EU-Vietnam deal: a long time coming, but still good news for consumers
Press release - Trade
12 February 2020
EuroCommerce Director-General Christian Verschueren commented today on the approval by the European Parliament of the EU-Vietnam Free Trade Agreement (FTA).
“We have been pushing for a free trade agreement with Vietnam for many years, and are delighted at the European Parliament’s decision to approve the deal. With its liberalisation of tariffs and deepening of business links the agreement offers real opportunities for European businesses – granting exporters access to a strong emerging market of close to 100 million people, and offers EU importers and consumers new opportunities in a sustainable and responsible source of quality products. With the commitments made by Vietnam, the agreement will also reinforce the improvements already made to conditions for Vietnamese workers.”
The EU-Vietnam FTA will eliminate over 99% of the tariffs at present in force. Vietnam will liberalise 65% of import duties on EU exports to Vietnam at entry into force of the agreement, with the remainder of duties on, for example, dairy products and wines and spirits, being eliminated over a 5-10-year period. EU duties will be eliminated over the next 7 years.
Provisions on e-commerce will facilitate online trade, and Vietnam has committed to substantially improve access for EU companies to a broad range of service sectors.
The agreement also contains a strong chapter on trade and sustainability which guarantees environmental and human rights standards, with clear powers of enforcement. The Vietnamese government has committed to address earlier European concerns about workers’ rights in the country. They have undertaken to ratify and implement three core ILO conventions: one has already been transposed into Vietnamese law, and the others will be implemented shortly, significantly improving the situation of all workers in Vietnam. While the agreement covering goods only needs the agreement of Council and European Parliament, the investment provisions in it will require ratification by national parliaments.

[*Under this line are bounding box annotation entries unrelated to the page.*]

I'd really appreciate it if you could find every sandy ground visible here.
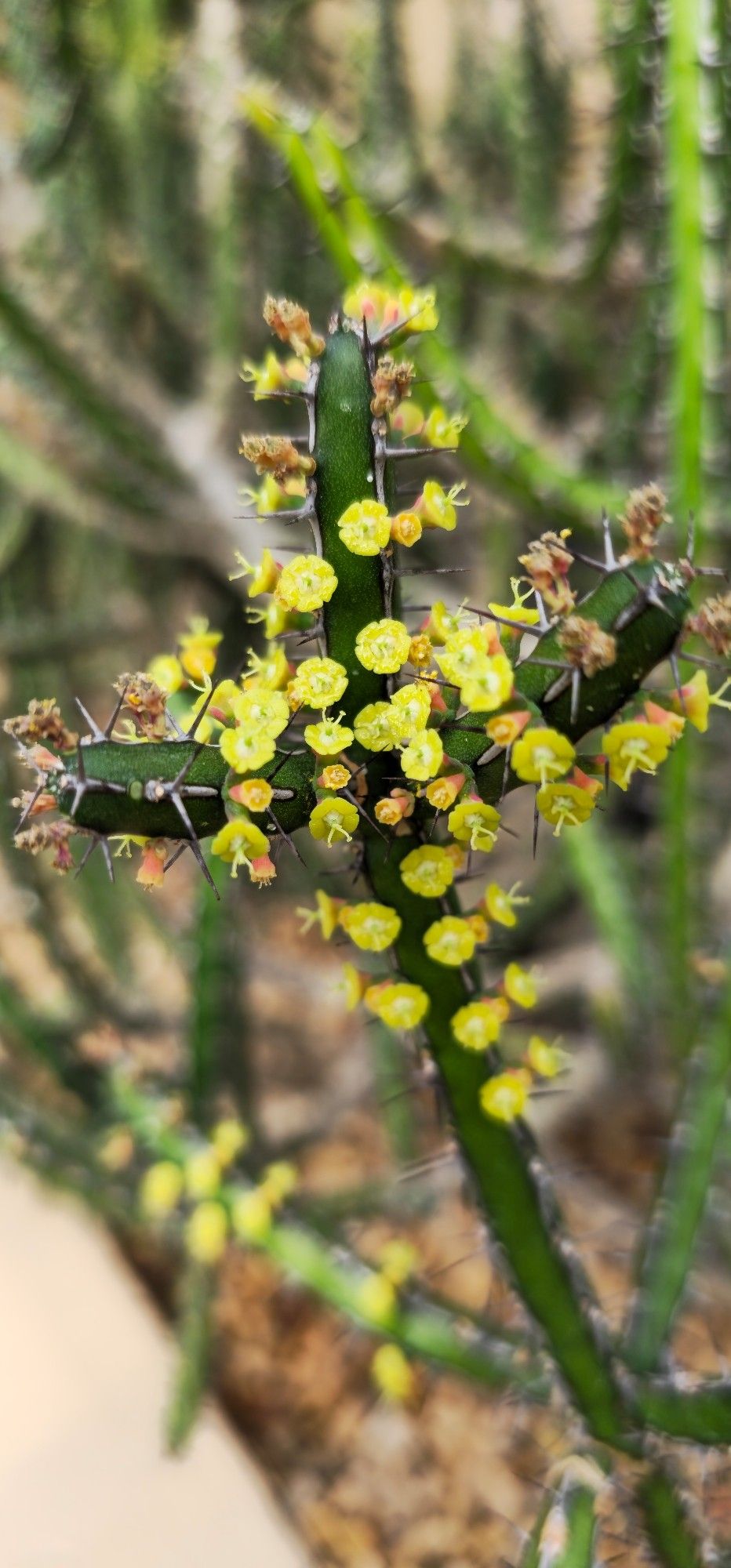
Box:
[0,1162,306,1568]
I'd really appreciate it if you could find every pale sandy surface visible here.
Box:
[0,1162,306,1568]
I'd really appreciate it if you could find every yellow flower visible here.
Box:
[502,964,538,1007]
[511,726,576,784]
[391,511,422,550]
[309,795,358,844]
[480,1068,530,1121]
[356,1273,397,1323]
[414,480,469,533]
[447,800,500,855]
[485,883,530,925]
[140,1160,184,1220]
[232,687,290,739]
[488,577,541,637]
[304,713,353,756]
[436,626,493,687]
[370,1344,416,1405]
[293,659,348,712]
[402,729,444,784]
[231,1187,271,1242]
[460,654,513,713]
[391,681,431,740]
[378,1236,419,1290]
[146,654,185,696]
[185,1201,229,1269]
[229,550,281,599]
[210,817,270,877]
[184,1148,221,1198]
[452,999,500,1051]
[337,500,391,555]
[535,782,596,839]
[340,903,402,953]
[526,1035,568,1077]
[229,779,275,812]
[317,765,353,789]
[599,718,670,789]
[275,555,337,610]
[353,702,394,751]
[210,1116,251,1170]
[424,914,477,969]
[424,773,466,811]
[295,887,342,942]
[422,403,469,447]
[356,618,411,676]
[668,670,711,735]
[398,844,455,898]
[220,728,276,773]
[259,1160,296,1209]
[364,980,430,1029]
[177,616,223,681]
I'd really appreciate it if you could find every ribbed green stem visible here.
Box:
[624,966,731,1372]
[664,0,706,1054]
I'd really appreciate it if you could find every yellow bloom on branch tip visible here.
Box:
[185,1201,229,1269]
[480,1068,530,1121]
[414,480,469,533]
[485,883,530,925]
[220,729,276,773]
[210,817,270,877]
[422,403,469,447]
[424,914,477,969]
[535,782,596,839]
[275,555,337,610]
[370,1344,416,1405]
[460,654,515,713]
[309,795,358,845]
[511,726,576,784]
[526,1035,568,1077]
[364,980,430,1029]
[337,500,391,555]
[304,713,353,756]
[452,999,500,1051]
[398,844,455,898]
[179,616,223,681]
[502,964,538,1007]
[599,720,670,789]
[340,903,402,953]
[353,702,394,751]
[355,1273,397,1323]
[447,800,500,855]
[356,619,411,676]
[140,1160,184,1220]
[293,657,348,712]
[402,729,444,784]
[232,687,290,739]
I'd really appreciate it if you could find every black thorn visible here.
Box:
[267,806,307,866]
[104,687,127,740]
[569,666,582,724]
[74,696,108,740]
[169,795,221,900]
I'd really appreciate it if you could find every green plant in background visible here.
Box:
[5,282,731,1562]
[0,0,731,1563]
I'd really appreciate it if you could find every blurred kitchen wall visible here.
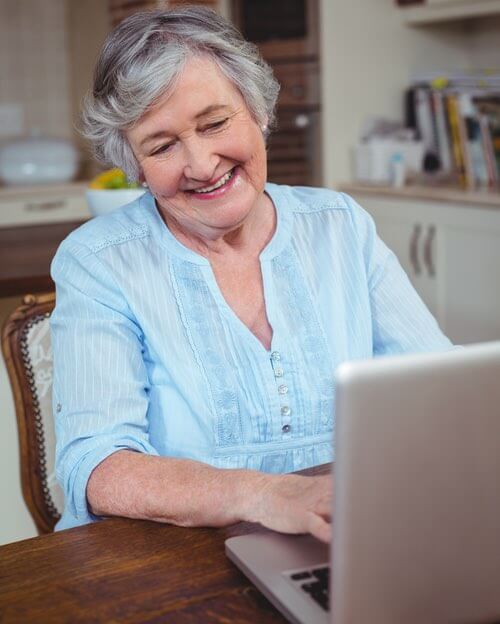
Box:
[0,0,110,174]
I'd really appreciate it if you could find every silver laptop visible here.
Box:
[226,342,500,624]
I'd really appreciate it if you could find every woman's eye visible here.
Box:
[151,143,173,156]
[203,117,228,131]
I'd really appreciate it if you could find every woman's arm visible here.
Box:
[87,450,332,541]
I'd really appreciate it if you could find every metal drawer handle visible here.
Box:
[424,225,436,277]
[294,113,311,128]
[24,199,66,212]
[410,223,422,275]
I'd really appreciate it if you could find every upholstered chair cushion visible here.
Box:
[23,314,64,513]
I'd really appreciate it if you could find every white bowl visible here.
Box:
[86,188,145,217]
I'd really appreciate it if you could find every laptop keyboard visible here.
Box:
[288,565,330,611]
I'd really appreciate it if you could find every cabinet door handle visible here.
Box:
[424,225,436,277]
[24,199,66,212]
[410,223,422,275]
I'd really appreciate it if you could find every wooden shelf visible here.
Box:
[339,182,500,209]
[400,0,500,26]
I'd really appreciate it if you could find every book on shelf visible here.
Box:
[406,73,500,189]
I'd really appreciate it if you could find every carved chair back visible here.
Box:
[2,293,64,533]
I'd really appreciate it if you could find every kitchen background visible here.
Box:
[0,0,500,543]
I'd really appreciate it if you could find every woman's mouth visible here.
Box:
[191,167,237,199]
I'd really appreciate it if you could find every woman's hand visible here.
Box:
[248,474,333,542]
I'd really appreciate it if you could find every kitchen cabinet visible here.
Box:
[344,186,500,344]
[401,0,500,26]
[0,182,90,228]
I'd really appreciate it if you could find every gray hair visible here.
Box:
[82,6,279,180]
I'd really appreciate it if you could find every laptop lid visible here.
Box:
[332,342,500,624]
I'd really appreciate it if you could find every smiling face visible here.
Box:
[127,58,267,240]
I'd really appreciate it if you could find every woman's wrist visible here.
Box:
[231,470,281,522]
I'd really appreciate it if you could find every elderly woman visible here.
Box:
[51,7,450,540]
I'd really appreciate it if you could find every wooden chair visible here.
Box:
[2,293,64,534]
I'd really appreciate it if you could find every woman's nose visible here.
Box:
[184,140,220,182]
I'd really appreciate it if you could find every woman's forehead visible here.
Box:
[132,57,247,142]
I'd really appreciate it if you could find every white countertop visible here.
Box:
[338,182,500,208]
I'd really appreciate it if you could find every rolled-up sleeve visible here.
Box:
[344,195,453,356]
[50,240,158,529]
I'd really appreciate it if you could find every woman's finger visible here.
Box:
[308,511,332,544]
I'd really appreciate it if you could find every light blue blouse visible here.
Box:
[51,184,451,529]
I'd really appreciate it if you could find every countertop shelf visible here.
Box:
[339,182,500,209]
[399,0,500,26]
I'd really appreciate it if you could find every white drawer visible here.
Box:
[0,192,91,227]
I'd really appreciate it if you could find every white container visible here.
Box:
[85,188,145,217]
[0,137,79,185]
[354,139,424,184]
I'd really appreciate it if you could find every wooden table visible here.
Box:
[0,466,329,624]
[0,221,83,297]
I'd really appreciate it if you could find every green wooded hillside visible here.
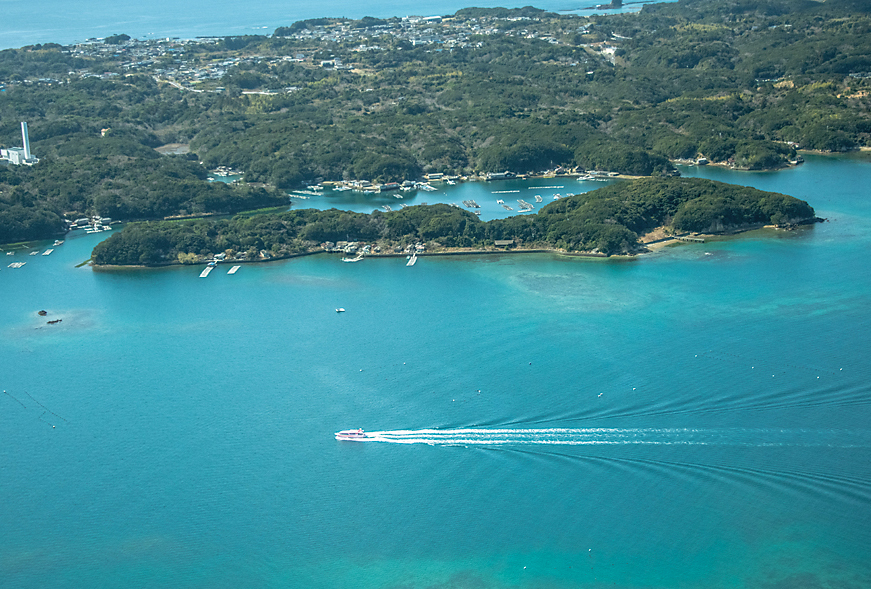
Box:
[93,178,814,265]
[0,0,871,242]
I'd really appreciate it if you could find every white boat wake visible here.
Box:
[350,428,871,448]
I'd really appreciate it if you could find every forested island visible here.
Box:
[93,178,815,266]
[0,0,871,243]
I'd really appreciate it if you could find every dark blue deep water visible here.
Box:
[0,157,871,589]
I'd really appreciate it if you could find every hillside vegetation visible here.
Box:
[93,178,814,265]
[0,0,871,242]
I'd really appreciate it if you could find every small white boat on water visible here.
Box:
[336,429,372,442]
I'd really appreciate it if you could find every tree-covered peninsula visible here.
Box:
[93,178,814,265]
[0,0,871,243]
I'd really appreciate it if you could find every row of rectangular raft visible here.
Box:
[200,266,242,278]
[6,242,56,269]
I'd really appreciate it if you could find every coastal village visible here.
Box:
[0,16,600,95]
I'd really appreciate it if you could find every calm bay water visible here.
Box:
[0,0,656,49]
[0,157,871,589]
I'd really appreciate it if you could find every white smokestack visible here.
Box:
[21,122,30,160]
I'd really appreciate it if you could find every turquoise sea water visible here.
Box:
[0,0,656,49]
[0,157,871,589]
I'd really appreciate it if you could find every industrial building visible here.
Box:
[0,122,39,166]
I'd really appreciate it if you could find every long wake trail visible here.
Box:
[361,428,871,448]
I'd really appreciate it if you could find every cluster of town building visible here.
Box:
[0,16,601,94]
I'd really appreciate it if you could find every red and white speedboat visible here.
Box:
[336,429,369,442]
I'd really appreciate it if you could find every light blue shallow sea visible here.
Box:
[0,157,871,589]
[0,0,649,49]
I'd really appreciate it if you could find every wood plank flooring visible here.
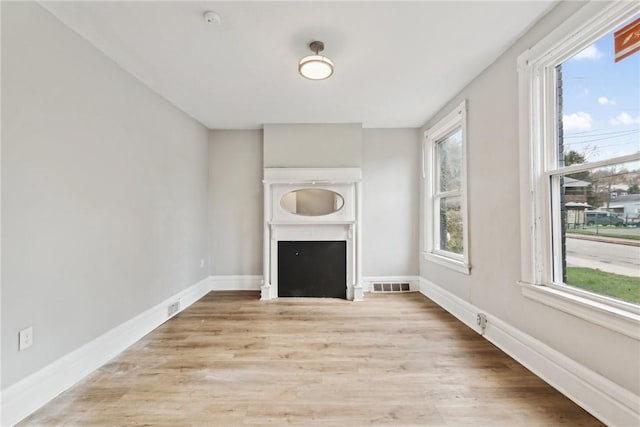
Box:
[20,292,601,427]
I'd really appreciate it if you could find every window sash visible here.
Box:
[422,101,470,274]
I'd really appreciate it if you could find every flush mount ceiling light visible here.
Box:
[298,41,333,80]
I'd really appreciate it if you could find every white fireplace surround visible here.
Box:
[260,168,364,301]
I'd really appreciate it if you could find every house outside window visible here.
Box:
[518,2,640,338]
[423,101,470,274]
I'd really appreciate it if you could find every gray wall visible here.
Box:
[420,2,640,394]
[362,129,420,276]
[2,2,208,387]
[264,123,362,168]
[209,130,263,275]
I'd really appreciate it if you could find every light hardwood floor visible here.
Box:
[20,292,601,427]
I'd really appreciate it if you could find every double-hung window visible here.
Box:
[423,102,469,274]
[518,2,640,338]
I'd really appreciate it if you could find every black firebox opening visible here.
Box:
[278,240,347,299]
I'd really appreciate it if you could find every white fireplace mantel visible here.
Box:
[261,168,364,301]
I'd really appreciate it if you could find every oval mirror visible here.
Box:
[280,188,344,216]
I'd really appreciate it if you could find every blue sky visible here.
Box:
[562,18,640,166]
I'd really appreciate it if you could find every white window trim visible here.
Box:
[518,1,640,340]
[422,101,471,274]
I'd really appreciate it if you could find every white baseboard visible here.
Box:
[2,278,210,426]
[420,278,640,426]
[209,276,262,291]
[362,276,420,292]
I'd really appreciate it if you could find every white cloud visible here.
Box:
[609,112,640,126]
[571,44,602,60]
[562,111,592,132]
[598,96,616,105]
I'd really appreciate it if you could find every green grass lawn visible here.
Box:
[567,267,640,304]
[567,231,640,240]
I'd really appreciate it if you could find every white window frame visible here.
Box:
[518,1,640,340]
[422,100,471,274]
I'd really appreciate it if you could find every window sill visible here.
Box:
[518,282,640,340]
[423,252,471,275]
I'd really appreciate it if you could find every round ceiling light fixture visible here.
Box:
[298,41,333,80]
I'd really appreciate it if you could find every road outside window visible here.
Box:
[549,16,640,304]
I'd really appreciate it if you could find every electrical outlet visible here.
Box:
[476,313,487,332]
[18,326,33,351]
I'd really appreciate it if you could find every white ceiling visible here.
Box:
[42,1,555,129]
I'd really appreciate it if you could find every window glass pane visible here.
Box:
[557,15,640,166]
[436,129,462,192]
[439,196,464,254]
[556,162,640,304]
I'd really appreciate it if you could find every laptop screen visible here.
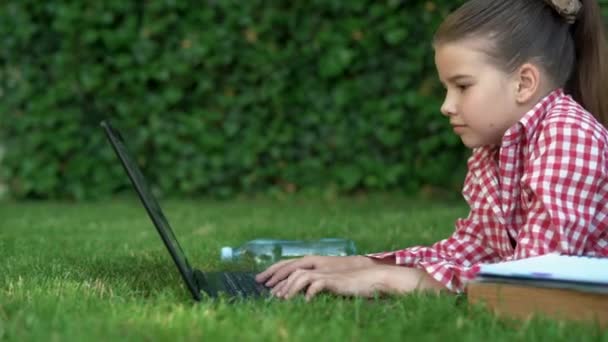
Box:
[101,121,200,299]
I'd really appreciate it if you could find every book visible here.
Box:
[466,254,608,327]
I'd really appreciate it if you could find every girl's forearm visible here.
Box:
[374,265,446,293]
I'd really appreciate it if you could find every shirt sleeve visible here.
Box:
[513,123,608,259]
[368,172,498,292]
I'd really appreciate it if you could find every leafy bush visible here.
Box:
[7,0,600,199]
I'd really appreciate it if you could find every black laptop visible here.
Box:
[101,121,269,301]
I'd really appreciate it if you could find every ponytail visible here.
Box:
[566,0,608,127]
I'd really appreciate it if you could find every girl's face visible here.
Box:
[435,39,523,148]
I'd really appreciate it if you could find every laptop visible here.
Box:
[100,120,270,301]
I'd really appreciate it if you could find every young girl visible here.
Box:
[257,0,608,299]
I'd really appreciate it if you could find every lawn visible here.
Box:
[0,195,608,341]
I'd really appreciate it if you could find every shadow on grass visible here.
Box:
[61,254,190,299]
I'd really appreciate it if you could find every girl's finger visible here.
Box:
[306,279,326,302]
[266,258,315,286]
[282,270,319,299]
[255,259,295,283]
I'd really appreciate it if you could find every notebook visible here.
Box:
[477,253,608,292]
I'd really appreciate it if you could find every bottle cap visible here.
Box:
[220,247,232,260]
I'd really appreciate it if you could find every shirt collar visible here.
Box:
[501,88,566,147]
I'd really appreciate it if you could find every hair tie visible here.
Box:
[545,0,583,24]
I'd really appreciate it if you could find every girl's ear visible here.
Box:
[515,63,540,104]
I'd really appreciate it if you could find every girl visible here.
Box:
[257,0,608,299]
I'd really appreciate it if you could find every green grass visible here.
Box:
[0,195,608,341]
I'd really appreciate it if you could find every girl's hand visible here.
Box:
[255,255,375,287]
[270,264,445,300]
[270,267,387,301]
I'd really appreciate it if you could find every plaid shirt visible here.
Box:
[368,89,608,292]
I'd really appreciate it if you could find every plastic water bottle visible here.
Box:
[221,239,357,268]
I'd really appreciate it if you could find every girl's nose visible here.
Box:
[441,95,456,116]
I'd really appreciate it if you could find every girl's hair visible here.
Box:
[434,0,608,127]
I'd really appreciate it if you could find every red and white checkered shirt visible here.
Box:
[369,89,608,292]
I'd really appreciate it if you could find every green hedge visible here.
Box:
[0,0,604,199]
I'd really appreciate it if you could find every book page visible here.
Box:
[479,254,608,285]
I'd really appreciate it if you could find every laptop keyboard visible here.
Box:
[222,272,268,297]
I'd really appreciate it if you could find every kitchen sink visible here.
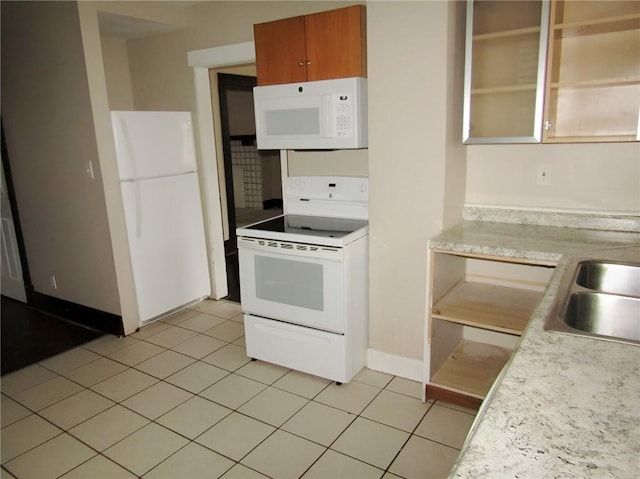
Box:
[576,261,640,297]
[562,293,640,341]
[544,260,640,345]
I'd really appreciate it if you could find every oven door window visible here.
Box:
[239,248,346,333]
[254,256,324,311]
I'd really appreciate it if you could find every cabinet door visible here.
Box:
[253,17,307,86]
[305,5,367,81]
[544,1,640,142]
[463,0,549,143]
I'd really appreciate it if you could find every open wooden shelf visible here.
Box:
[432,282,542,336]
[471,84,536,95]
[473,26,540,42]
[553,14,640,37]
[551,78,640,89]
[430,340,511,399]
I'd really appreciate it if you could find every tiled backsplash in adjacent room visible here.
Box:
[231,140,263,209]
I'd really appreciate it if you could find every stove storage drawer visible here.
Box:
[244,314,352,383]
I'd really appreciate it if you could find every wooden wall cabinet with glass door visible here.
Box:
[463,0,549,143]
[543,0,640,143]
[463,0,640,143]
[253,5,367,86]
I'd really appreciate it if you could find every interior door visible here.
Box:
[0,153,27,303]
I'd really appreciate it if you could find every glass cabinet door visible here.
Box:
[463,0,549,144]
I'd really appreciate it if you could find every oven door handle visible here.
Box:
[238,237,344,261]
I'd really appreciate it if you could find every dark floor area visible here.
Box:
[0,296,104,375]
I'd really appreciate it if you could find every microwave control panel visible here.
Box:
[333,94,353,138]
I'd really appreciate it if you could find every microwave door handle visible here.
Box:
[322,95,336,138]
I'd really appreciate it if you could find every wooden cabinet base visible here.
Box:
[426,384,482,409]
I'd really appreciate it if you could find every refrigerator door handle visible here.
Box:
[133,181,142,239]
[119,118,138,180]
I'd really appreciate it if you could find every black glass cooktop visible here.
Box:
[245,215,368,238]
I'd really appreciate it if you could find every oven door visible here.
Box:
[238,237,346,333]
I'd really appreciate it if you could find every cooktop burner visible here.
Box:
[237,215,369,246]
[246,215,368,238]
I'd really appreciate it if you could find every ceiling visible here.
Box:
[98,11,182,39]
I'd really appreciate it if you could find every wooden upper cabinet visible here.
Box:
[543,0,640,143]
[253,17,307,85]
[253,5,367,86]
[463,0,640,143]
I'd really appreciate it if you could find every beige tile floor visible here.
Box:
[0,301,474,479]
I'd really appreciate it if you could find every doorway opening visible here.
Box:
[218,73,282,302]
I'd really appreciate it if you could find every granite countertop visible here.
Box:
[430,218,640,479]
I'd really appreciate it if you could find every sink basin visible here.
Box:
[576,261,640,297]
[562,293,640,341]
[544,259,640,345]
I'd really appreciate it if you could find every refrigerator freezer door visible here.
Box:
[120,173,211,325]
[111,111,197,180]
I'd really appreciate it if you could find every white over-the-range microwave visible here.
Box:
[253,77,368,150]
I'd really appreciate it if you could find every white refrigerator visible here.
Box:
[111,111,211,326]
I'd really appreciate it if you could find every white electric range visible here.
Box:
[236,177,369,383]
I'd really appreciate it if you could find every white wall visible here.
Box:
[467,142,640,213]
[1,2,120,314]
[367,1,465,372]
[101,36,134,110]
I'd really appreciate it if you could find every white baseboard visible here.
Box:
[367,348,423,382]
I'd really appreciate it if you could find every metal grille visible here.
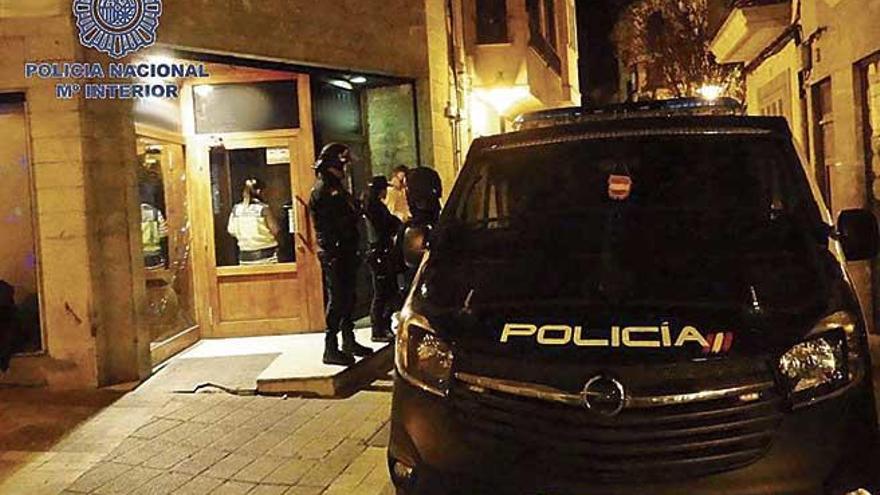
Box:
[450,382,782,481]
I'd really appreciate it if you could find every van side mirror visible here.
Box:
[837,209,880,261]
[403,225,431,268]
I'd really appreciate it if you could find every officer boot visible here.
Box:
[342,330,373,357]
[371,328,394,343]
[324,332,354,366]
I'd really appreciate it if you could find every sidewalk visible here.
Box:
[0,391,393,495]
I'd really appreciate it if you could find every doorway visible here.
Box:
[184,72,323,338]
[137,132,199,366]
[0,94,44,354]
[856,53,880,332]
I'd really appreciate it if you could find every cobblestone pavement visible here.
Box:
[0,391,393,495]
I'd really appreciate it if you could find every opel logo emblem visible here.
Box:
[581,375,626,417]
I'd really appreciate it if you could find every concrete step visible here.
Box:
[257,328,394,397]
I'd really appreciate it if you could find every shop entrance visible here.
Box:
[198,132,322,337]
[183,72,323,338]
[135,52,419,348]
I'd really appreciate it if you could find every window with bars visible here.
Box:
[812,79,835,207]
[476,0,510,45]
[526,0,562,73]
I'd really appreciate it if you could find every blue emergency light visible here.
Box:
[515,97,745,130]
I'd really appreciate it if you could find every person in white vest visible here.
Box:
[226,178,281,265]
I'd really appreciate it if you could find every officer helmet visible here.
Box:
[314,143,351,173]
[368,175,388,191]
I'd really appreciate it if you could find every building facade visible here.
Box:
[712,0,880,328]
[0,0,580,388]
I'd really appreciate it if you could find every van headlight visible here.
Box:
[779,311,864,407]
[394,312,453,397]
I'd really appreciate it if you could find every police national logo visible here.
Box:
[73,0,162,59]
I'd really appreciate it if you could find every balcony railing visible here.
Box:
[529,25,562,74]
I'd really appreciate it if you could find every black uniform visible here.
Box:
[364,199,402,340]
[309,174,360,346]
[406,167,443,225]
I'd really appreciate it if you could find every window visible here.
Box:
[813,79,835,207]
[477,0,510,45]
[526,0,562,73]
[211,145,296,267]
[193,81,299,134]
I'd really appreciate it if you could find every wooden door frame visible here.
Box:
[181,69,324,338]
[135,124,201,368]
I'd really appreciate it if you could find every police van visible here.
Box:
[388,100,880,495]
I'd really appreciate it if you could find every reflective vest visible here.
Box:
[226,202,278,251]
[141,203,168,255]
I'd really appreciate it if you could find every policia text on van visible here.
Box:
[388,102,880,495]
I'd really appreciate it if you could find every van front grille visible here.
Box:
[450,381,783,482]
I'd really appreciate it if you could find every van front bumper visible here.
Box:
[388,377,880,495]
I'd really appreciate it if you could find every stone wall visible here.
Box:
[0,0,149,388]
[802,0,880,331]
[366,85,418,177]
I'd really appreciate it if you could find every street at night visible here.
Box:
[0,0,880,495]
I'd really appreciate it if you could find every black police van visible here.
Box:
[388,100,878,495]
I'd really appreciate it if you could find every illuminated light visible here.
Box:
[327,79,354,91]
[193,84,214,96]
[697,84,724,101]
[470,96,498,137]
[474,86,531,115]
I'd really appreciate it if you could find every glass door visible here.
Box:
[203,134,322,336]
[138,135,198,366]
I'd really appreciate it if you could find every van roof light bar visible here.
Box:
[515,97,745,130]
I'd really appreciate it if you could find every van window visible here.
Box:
[450,136,828,310]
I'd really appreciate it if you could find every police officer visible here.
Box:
[364,175,402,342]
[406,167,443,226]
[309,143,373,366]
[401,166,443,291]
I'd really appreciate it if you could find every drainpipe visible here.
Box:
[446,0,468,174]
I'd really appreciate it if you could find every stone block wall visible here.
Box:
[0,0,149,388]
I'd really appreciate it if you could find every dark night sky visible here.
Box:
[577,0,632,103]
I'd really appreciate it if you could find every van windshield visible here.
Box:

“This is the most ambitious EU agreement ever signed with a developing country. Its benefits are significant, and I am pleased we have got there now. But it is perhaps worth remembering that the negotiations were concluded in December 2015. I sincerely hope that in this, and other pending agreements important to European business, the institutions and member states can speed up ratification so that the benefits for both sides are not withheld for too long.”